I don't think it feels that way to fans of the Dodgers or Indians, though. The other day, I was listening to a radio broadcast of some other game that truly didn't matter, between two out-of-it teams. The broadcasters got to talking about the Indians and Dodgers. "Would you rather be the Indians than the Dodgers right now?" one asked. It went without saying. A month earlier, the opposite would have gone without saying. The net result is that, for a month of baseball that had no tangible impact, Cleveland and Los Angeles fans got to care.
OK, maybe these games did change something. Maybe momentum is critical here, though research into the correlation between September performance and October performance has never turned up any relationship. And even if momentum is very real (plausible!), who could possibly assume that late-August momentum would still have any force in mid or late October? June and July momentum obviously had no force in late August.
For that matter, maybe the reverse could be true: Maybe the Dodgers' struggles were a wake-up call, a push to treat these next six weeks with more urgency, a sign that Pedro Baez shouldn't be on the mound in a key situation. The World Series odds at BP don't consider the momentum a factor in either direction.

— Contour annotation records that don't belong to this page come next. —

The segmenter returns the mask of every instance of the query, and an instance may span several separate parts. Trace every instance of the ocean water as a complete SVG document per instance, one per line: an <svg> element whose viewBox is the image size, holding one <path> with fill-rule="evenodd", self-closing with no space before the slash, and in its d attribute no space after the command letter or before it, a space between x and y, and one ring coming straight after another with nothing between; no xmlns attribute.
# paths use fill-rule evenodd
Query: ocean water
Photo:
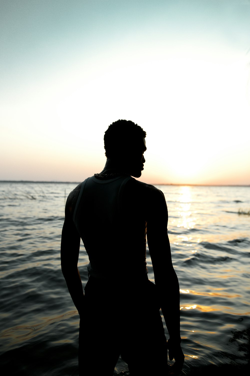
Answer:
<svg viewBox="0 0 250 376"><path fill-rule="evenodd" d="M64 206L76 185L0 182L0 364L11 375L78 374L79 320L60 261ZM250 187L156 186L180 283L182 374L248 375ZM81 244L84 284L88 263ZM114 374L129 374L120 359Z"/></svg>

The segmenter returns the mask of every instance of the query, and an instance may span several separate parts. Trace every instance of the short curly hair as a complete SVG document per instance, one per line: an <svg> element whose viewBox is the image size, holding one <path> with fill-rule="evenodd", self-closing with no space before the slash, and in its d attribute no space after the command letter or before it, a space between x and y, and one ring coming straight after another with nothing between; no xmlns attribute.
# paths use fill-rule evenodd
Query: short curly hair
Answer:
<svg viewBox="0 0 250 376"><path fill-rule="evenodd" d="M142 128L131 120L119 120L109 126L104 134L105 155L113 158L124 150L132 150L146 137Z"/></svg>

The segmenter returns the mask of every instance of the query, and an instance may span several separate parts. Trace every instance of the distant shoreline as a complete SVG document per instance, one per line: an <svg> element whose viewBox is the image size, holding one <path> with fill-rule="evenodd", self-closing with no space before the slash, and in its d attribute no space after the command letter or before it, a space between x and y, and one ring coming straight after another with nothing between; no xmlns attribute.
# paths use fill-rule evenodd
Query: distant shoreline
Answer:
<svg viewBox="0 0 250 376"><path fill-rule="evenodd" d="M35 183L58 184L79 184L81 182L61 182L35 180L0 180L0 183ZM190 186L250 187L250 184L191 184L175 183L154 183L153 185L188 185Z"/></svg>

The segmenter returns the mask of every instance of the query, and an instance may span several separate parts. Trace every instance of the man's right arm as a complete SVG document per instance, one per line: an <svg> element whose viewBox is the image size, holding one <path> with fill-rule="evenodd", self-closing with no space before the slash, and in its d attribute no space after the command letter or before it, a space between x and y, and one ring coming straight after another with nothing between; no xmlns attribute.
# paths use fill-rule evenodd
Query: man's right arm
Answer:
<svg viewBox="0 0 250 376"><path fill-rule="evenodd" d="M167 232L168 209L162 192L152 192L147 224L147 238L162 311L169 335L171 360L183 364L180 336L180 288L172 264ZM171 359L172 358L172 359Z"/></svg>
<svg viewBox="0 0 250 376"><path fill-rule="evenodd" d="M77 267L80 238L72 219L72 196L74 195L72 193L68 197L65 207L65 219L61 234L61 263L69 291L81 316L84 309L84 299Z"/></svg>

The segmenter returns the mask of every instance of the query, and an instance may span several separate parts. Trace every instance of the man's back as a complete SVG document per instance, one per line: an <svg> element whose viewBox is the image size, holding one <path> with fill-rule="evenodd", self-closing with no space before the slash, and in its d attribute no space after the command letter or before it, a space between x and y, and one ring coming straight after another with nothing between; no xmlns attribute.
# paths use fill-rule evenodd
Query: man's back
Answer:
<svg viewBox="0 0 250 376"><path fill-rule="evenodd" d="M88 178L74 196L73 222L90 259L91 275L133 277L147 273L147 222L153 186L130 176Z"/></svg>

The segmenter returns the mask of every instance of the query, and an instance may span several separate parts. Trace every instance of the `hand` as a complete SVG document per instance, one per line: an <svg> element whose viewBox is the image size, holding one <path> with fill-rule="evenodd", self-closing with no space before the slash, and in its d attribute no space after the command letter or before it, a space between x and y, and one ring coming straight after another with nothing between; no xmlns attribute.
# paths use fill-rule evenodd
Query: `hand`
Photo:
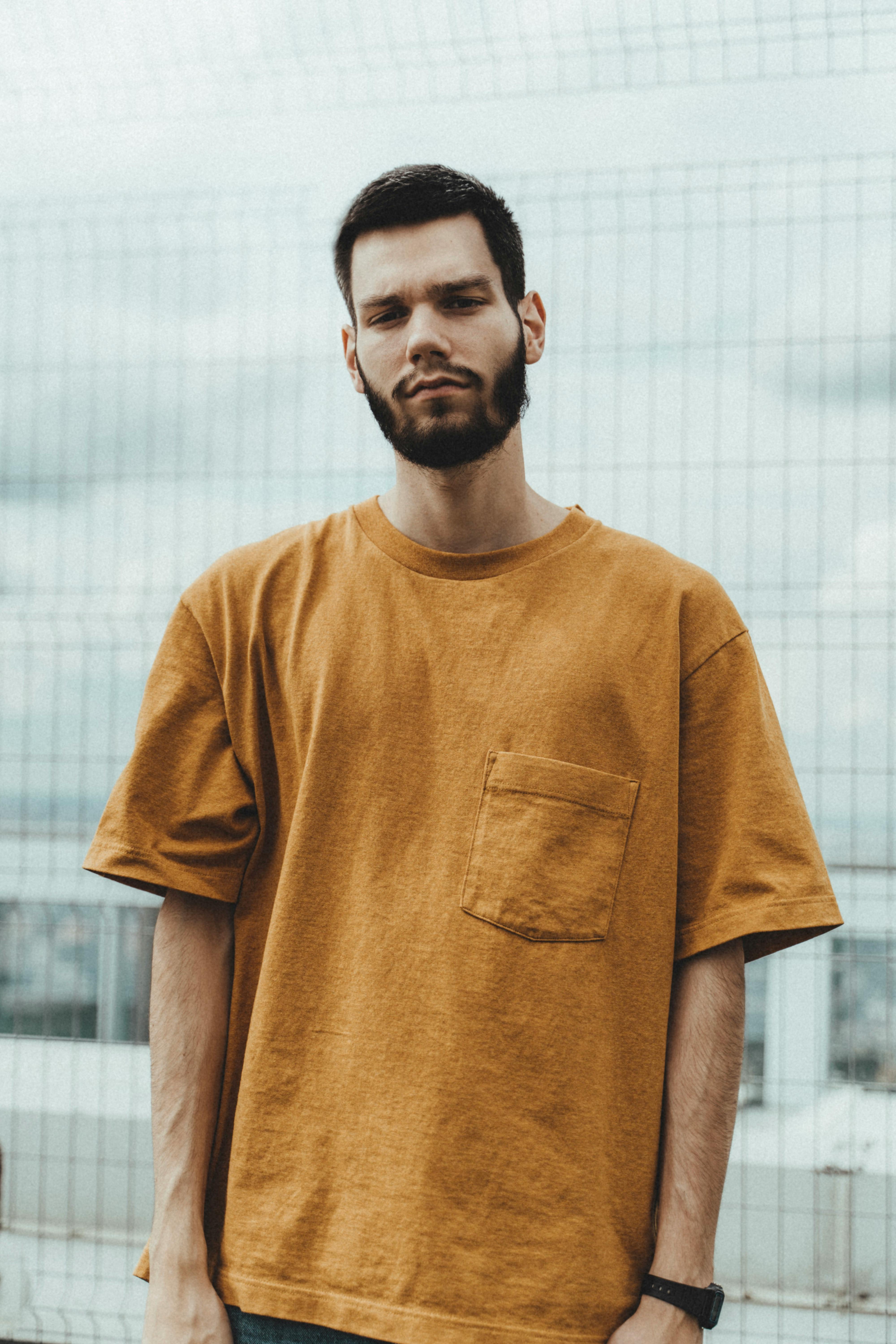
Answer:
<svg viewBox="0 0 896 1344"><path fill-rule="evenodd" d="M634 1316L619 1325L607 1344L700 1344L697 1317L670 1302L642 1297Z"/></svg>
<svg viewBox="0 0 896 1344"><path fill-rule="evenodd" d="M142 1344L234 1344L230 1317L207 1274L154 1274Z"/></svg>

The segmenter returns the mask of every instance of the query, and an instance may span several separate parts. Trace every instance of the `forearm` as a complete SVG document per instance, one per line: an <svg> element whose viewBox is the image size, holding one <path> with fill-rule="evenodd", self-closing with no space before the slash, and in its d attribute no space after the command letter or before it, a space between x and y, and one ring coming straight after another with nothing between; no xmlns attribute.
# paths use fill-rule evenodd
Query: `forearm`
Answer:
<svg viewBox="0 0 896 1344"><path fill-rule="evenodd" d="M156 1207L150 1274L206 1267L203 1207L227 1044L232 907L168 891L149 1003Z"/></svg>
<svg viewBox="0 0 896 1344"><path fill-rule="evenodd" d="M740 939L678 962L666 1046L658 1232L650 1271L705 1288L743 1058Z"/></svg>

So why do we do this? Why do I look with great interest at these odds shifting every day, even as nothing tangible changes? Why do Dodgers fans panic and Indians fans rejoice over outcomes that no longer shift any standings that matter?
I think it's this: Baseball produces two different rewards systems. For the players, the rewards of winning or losing, homering or striking out, are tangible. If they win, they get paid more money, the world remembers their names differently, the historical record of their worth is altered and their sense of accomplishment is directly tied to an action they did. For about three hours every day, 162 times a year plus games in October, they get to affect these real, tangible returns. After each game, they go home and have to wait for their next chance.
For the fans, winning or losing is nothing more than emotions. We have no actual effect on the outcome, and we get no actual return, other than the dopamine, endorphins, oxytocin and vasopressin that affect our moods. We get to feel happy, and we get to avoid feeling sad. It's a less tangible return, but it's also unbounded by the action itself. We can feel emotions 24 hours a day, and we can feel them all year.
All we have to do to collect these emotional returns is believe these probabilities are shifting based on how good we think the team is. A fully invested fan can convince herself a spring training game matters, so she can certainly believe that three late-season losses against the Phillies -- which technically, tangibly matter a lot more to the Phillies than to the Dodgers -- matter. A fan has incredible power to turn "nothing" into something. Since these games exist for fans, that makes it not nothing at all.